Siri: Enabler of more data consumption, not the root cause

Last week, Arieso released a report stating iPhone 4S users were consuming twice the data as their iPhone 4 counterparts. Arieso placed the blame squarely on Siri, the new personal assistant that allows users to initiate searches and basic phone actions through voice command. Siri, however, is just a scapegoat. Siri may be the mechanism for more searches on the iPhone 4S, but the application itself consumes a miniscule amount of data.

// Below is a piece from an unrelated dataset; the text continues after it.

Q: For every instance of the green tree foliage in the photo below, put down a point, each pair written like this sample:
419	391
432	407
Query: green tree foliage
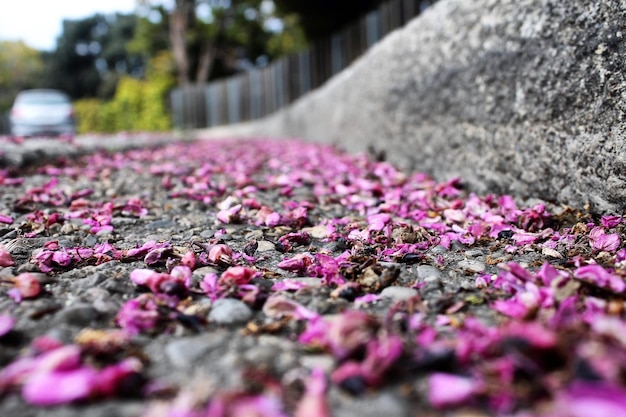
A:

I reached out to Vlad Sejnoha, CTO of Nuance Communications, which provides the automated voice recognition technology that powers Siri. Sejnoha said he couldn’t comment on Siri specifically, but generally network voice recognition platforms send highly compressed audio files from the phone to network-based servers any time a voice command is initiated. Nuance’s own Dragon Go voice-search app usually only sends tens of kilobytes per voice prompt, and the amount of data sent back to the device is even tinier, since Dragon Go doesn’t have to futz around with an audio recording on the return path, Sejnoha said.

However, that doesn’t mean Siri isn’t driving more data usage even if it isn’t draining bandwidth itself. Sejnoha said that voice-driven user interfaces and natural speech recognition are encouraging more and deeper searches for mobile web content simply because the technology is easier to use on the go than the usual finger-tap methods. If customers are using Siri to get to video sharing and streaming sites or using it to find applications to download more often and more easily, then you would expect a big increase in data usage.

“Invoking searches or media consumption may require greater bandwidth, but no more than if these actions were initiated in conventional ways, and the size of the data ‘payload’ can vary immensely depending on what the user is doing,” Sejnoha said in an email.

Still, it’s hard to imagine those Siri-driven searches are producing a doubling of data traffic to the 4S versus the iPhone 4. You can use Siri to easily get to YouTube or Pandora websites, but Siri can’t open the YouTube or Pandora iOS apps, which are infinitely more useful for actually streaming video and music. Many of Siri’s most tantalizing features – setting reminders, dictating text messages, initiating calls, getting weather and schedule updates – would consume only the most miniscule amount of network data. The bevy of new features in the iPhone 4S, from iCloud over-the-air music and data synchronization to its more powerful processor, all could be contributing to an explosion in data usage much more than Siri.

It’s more accurate to look at Siri as another of Apple’s long line of user interface innovations — the original iPhone touchscreen, the first Safari microbrowser and the concept of the mobile app – that have made it subsequently easier for smartphone users to interact with Internet services on a tiny device.